In a study on Long-Evans rats, approximately 0.05% of the administered dose to dams was transferred to a fetus (14). Administration of a mixture of PCBs, such as Aroclor 1254, to pregnant Long-Evans rats affected thyroid hormone levels of offspring, and postnatal T₄ replacement was shown to attenuate hearing loss and motor deficit (15). Investigations on toxicological effects of gestational and lactational exposure to TCDD on thyroid of offspring are limited, however. By administering TCDD at a daily dose of 0.1 µg/kg to Sprague Dawley rats during gestational days (GDs) 10–16, Seo et al. (16) demonstrated a slight decrease in plasma T₄ concentration but not in T₃ and TSH concentrations on postnatal day (PND) 21; they concluded that the degree of T₄ suppression observed was too small to be clinically significant. Regarding carcinogenicity of TCDD, oral administration of TCDD, twice a week for 2 yr, resulted in follicular cell adenomas in female B6CF1 mice and male and female Osborne-Mendel rats in a dose-related fashion (17).

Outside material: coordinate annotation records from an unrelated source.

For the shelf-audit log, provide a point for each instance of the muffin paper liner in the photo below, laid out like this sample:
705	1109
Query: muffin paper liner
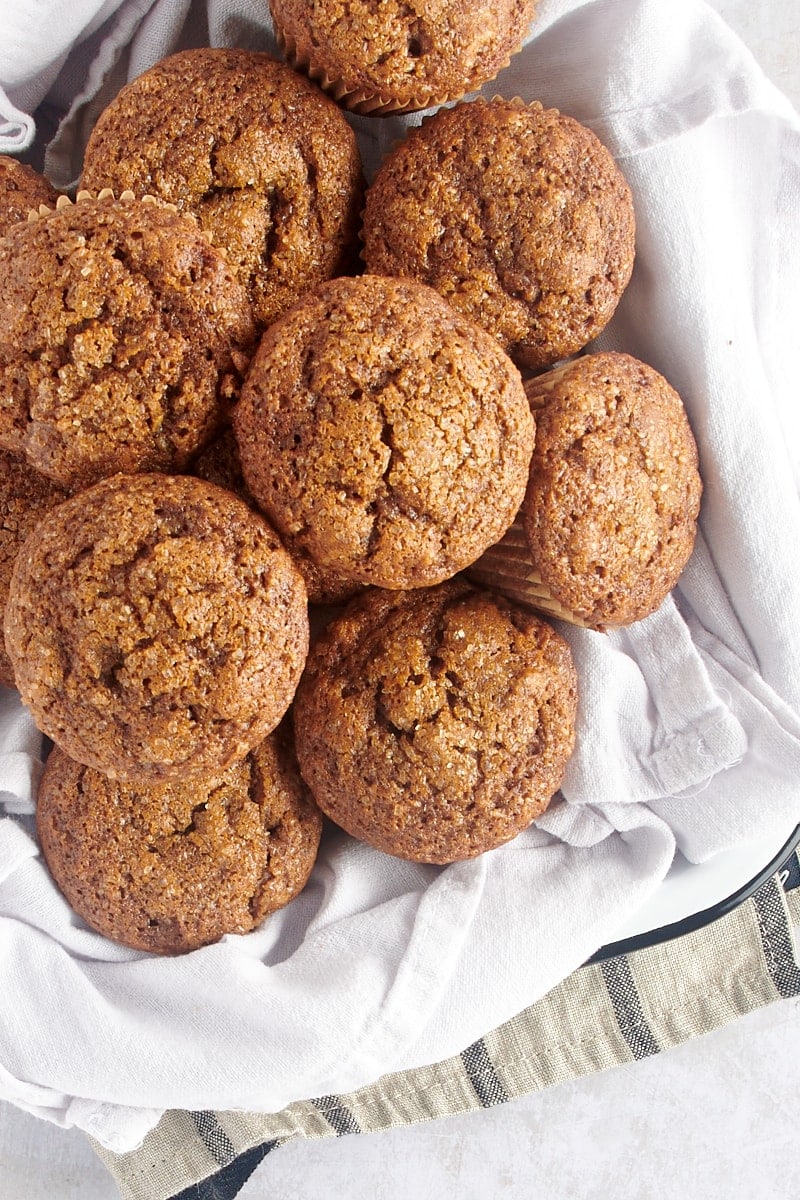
507	568
360	100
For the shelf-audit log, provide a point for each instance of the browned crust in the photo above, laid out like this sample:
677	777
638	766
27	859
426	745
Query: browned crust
435	724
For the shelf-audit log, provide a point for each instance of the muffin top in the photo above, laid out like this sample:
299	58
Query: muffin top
22	190
122	340
611	509
435	724
173	867
263	159
401	54
516	214
25	497
220	463
156	628
385	436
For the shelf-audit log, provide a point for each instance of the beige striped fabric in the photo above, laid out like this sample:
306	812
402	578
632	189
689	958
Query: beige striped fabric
609	1012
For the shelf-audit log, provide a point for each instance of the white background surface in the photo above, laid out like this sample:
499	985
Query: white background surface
716	1119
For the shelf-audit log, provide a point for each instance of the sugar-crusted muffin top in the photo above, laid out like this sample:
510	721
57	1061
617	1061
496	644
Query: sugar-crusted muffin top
22	190
435	724
516	214
265	161
614	491
409	54
124	336
156	627
173	867
385	436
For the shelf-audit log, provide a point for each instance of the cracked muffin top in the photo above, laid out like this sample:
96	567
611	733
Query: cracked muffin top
386	436
25	497
265	161
516	214
220	463
175	865
435	724
22	190
122	340
156	628
611	510
401	54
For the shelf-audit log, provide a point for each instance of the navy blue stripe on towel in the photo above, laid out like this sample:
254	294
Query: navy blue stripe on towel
215	1139
485	1080
776	940
228	1183
627	1009
337	1115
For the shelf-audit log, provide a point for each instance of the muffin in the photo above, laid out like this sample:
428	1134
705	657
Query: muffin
173	867
435	724
124	336
609	516
516	214
22	191
385	436
156	628
265	161
25	497
220	465
392	57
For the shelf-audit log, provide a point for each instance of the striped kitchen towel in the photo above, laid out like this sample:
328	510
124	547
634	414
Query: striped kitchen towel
618	1008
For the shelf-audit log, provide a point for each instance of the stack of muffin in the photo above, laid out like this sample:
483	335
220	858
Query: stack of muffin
240	388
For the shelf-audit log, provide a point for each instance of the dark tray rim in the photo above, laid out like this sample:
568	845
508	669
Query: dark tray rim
704	916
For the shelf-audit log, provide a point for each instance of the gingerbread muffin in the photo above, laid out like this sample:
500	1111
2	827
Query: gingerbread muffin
156	627
609	516
392	57
435	724
220	463
516	214
22	191
124	336
175	865
25	497
386	437
263	159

Because not many other studies showed carcinogenicity, particularly in the thyroid, there seems a remarkable difference in susceptibility to TCDD exposure among strains and/or species. Regarding lethality, the guinea pig is the most sensitive, the rat and mouse have intermediate sensitivity, whereas the hamster is relatively tolerant (18). The effective dose to induce changes in thyroid hormone levels in hamsters is higher than that in rats (19). Weber et al. (20) examined differences in sensitivity to TCDD toxicity using the TCDD-susceptible (C57Bl/6J) and the TCDD-less sensitive (DBA/2) mouse strains, and showed that doses of TCDD required to affect thyroid hormone levels were about 1000 times lower in C57Bl/6J mice than in DBA/2 mice. In the rat, a marked difference in responsiveness to TCDD has been shown by using CTP1A1 as a marker gene, with the Sprague Dawley rats being the least sensitive strain, in contrast to the higher sensitivity of the Holtzman rat strain (21).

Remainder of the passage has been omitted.